Staphylococcus aureus causes subclinical mastitis as well as persistent and chronic infections in cattle. Bovine mastitis induced by S. aureus is often refractory to antibiotic treatment. Local innate immune defenses play an important role in eliminating the invading bacteria. TLR2 and NOD2 are important pathogen recognition receptors, but their functions have not been investigated in the context of early stages of mastitis. The present study examined TLR2, NOD2, and related cytokines in mammary glands infection induced by S. aureus at early stages in a rat mastitis model.
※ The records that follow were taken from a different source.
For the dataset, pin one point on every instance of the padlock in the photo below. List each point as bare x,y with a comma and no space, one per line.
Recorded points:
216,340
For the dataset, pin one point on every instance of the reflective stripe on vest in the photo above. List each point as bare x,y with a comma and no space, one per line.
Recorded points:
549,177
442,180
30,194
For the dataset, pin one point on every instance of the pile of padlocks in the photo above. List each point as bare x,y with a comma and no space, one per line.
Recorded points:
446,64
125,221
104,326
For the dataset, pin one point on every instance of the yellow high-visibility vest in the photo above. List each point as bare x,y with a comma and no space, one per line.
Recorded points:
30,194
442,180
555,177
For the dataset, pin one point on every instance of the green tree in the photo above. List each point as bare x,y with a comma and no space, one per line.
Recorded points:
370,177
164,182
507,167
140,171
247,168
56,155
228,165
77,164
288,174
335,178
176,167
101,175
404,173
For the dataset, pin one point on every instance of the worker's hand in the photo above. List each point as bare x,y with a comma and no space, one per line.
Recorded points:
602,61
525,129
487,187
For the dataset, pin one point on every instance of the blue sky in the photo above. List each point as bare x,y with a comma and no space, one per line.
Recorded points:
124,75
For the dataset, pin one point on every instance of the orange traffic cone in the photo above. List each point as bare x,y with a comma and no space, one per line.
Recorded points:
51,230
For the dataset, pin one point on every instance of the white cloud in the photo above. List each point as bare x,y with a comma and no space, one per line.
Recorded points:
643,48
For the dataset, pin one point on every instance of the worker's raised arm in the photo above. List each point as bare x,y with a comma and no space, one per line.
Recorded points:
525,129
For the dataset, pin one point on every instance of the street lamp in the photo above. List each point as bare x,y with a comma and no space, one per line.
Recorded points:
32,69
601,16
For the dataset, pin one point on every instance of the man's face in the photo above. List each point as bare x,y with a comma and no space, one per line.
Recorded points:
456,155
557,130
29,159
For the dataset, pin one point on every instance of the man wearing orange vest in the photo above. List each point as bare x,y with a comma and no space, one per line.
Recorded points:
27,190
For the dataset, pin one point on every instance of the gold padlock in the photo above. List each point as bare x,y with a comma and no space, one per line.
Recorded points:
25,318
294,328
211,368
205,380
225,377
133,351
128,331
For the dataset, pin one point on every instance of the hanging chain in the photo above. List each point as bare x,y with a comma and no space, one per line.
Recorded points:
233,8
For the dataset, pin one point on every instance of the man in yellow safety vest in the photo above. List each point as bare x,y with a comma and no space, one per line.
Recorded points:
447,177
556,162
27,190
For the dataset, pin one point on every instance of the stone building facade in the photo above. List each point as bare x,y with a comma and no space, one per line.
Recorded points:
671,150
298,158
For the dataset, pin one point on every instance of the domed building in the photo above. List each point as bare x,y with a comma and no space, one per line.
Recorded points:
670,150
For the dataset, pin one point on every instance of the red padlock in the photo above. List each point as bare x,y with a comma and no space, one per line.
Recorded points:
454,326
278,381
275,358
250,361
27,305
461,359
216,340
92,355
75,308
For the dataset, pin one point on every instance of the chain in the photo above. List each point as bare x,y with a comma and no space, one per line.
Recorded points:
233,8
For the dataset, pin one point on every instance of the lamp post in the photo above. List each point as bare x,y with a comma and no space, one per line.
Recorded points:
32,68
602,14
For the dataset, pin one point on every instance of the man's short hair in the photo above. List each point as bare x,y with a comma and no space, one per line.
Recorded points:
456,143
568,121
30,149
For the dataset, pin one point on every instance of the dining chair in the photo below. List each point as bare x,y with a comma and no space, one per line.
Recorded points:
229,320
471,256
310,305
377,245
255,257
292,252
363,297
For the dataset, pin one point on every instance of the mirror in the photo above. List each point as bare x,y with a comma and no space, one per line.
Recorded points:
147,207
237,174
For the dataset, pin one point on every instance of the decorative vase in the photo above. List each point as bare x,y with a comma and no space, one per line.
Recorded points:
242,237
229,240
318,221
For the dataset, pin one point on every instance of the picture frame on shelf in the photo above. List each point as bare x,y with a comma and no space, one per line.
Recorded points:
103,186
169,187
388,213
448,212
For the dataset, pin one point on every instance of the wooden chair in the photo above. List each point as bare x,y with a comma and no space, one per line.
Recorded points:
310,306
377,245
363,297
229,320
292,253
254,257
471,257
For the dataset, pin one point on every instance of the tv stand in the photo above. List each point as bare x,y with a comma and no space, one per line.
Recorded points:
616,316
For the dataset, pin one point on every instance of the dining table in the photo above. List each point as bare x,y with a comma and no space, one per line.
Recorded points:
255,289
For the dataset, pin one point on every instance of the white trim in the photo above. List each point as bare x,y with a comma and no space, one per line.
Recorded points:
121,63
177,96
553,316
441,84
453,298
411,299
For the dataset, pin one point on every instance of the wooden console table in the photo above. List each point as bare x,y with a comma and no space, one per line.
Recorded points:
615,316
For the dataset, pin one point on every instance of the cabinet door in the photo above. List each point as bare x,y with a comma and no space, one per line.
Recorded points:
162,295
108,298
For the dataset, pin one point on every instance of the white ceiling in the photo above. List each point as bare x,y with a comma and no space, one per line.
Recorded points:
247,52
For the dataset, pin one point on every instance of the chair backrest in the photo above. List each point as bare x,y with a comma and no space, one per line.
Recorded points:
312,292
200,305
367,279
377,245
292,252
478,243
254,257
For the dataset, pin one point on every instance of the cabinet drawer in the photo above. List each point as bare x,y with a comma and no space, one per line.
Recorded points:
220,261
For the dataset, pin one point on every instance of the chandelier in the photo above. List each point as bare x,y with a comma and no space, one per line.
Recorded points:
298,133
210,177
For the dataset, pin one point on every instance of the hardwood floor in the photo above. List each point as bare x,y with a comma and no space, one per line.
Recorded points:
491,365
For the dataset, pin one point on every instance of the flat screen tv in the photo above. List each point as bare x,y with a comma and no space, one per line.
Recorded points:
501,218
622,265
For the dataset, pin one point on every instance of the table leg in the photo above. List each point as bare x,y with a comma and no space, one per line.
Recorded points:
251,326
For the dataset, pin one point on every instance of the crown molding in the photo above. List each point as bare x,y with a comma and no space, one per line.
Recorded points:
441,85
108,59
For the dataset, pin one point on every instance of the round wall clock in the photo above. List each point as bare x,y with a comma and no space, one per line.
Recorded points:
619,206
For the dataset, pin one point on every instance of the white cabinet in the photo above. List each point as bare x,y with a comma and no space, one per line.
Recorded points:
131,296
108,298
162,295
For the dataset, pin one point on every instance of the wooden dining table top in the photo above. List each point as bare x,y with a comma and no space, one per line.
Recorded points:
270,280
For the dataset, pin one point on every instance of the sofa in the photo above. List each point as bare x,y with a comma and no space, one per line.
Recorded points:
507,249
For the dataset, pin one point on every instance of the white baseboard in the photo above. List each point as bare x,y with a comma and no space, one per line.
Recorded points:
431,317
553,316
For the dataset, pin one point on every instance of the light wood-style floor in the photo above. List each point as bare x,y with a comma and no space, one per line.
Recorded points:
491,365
All inoculated mammary glands developed mastitis. Acute changes were induced in mammary tissues infected with S. aureus at early stages and then chronic infections persisted until the end of the experiment. TLR2 and NOD2 mRNA expression increased significantly after inoculation with S. aureus. The expression levels of cytokine mRNAs, including TNF-α, IL-1β, IL-6, IL-10, and CXCL1, also increased. TGF-β1 expression was suppressed at early phase and IFN-γ mRNA expression increased significantly at a later stage.
Mammary innate immune responses were activated after S. aureus inoculation. TLR2, NOD2, and inflammatory cytokines (TNF-α, IL-1β, IL-6, CXCL1, IL-10, TGF-β1, and IFN-γ) are involved in the response to mastitis induced by S. aureus.